Second-order magnetoelectric susceptibility in the optical region: The case of boraciteCu3B7O13Br

Abstract

In the cubic phase of boracite ${\mathrm{Cu}}_{3}{\mathrm{B}}_{7}{\mathrm{O}}_{13}\mathrm{Br}$ (symmetry class ${T}_{d})$ the anisotropy and dispersion of nonreciprocal linear dichroism (ND) and nonreciprocal linear birefringence (NB) have been studied. The two magnetic-field-induced effects belong to the class of spatial dispersion phenomena.

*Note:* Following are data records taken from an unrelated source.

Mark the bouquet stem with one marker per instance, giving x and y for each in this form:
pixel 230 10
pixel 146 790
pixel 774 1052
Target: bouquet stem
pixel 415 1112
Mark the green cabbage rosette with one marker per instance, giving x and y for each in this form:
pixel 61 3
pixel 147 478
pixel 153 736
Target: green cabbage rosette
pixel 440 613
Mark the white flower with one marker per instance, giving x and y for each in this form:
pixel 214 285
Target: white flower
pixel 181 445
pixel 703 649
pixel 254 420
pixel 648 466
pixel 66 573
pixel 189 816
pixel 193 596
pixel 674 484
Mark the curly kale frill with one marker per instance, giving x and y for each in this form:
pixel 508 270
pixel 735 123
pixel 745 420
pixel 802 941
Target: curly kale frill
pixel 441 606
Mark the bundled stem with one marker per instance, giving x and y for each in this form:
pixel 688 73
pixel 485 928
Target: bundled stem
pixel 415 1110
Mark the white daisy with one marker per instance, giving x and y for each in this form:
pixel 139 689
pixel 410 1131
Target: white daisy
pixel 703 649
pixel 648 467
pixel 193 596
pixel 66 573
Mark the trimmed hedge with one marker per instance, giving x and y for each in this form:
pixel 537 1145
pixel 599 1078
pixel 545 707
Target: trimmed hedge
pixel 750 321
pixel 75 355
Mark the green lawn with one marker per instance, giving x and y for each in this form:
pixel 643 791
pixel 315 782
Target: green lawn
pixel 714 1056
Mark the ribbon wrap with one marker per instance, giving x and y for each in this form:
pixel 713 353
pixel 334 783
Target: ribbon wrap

They have been observed near to the two strong absorption bands at the photon energies ${E}_{01}=1.5\mathrm{eV}$ and ${E}_{02}=1.2\mathrm{eV}.$ ${E}_{01}$ and ${E}_{02}$ are assigned to electronic transitions from the singlet ground state ${}^{2}{\mathrm{B}}_{2}$ to states of the doublet ${}^{2}E.$ The analysis of dispersion of ND and NB is based on the crystal-field theory whereby spin-orbit coupling and Zeeman interaction have been included. An adequate description is obtainable only if the symmetry of the crystal field at ${\mathrm{Cu}}^{2+}$ ions is lower than tetragonal. Two mechanisms are discussed as the origin of symmetry reduction. At first, a structural disorder of halogen and/or metal ions in the boracite crystal lattice produces low-symmetry components of the crystal field and these components split the excited state ${}^{2}E.$ Second, symmetry is reduced by the dynamic Jahn-Teller effect.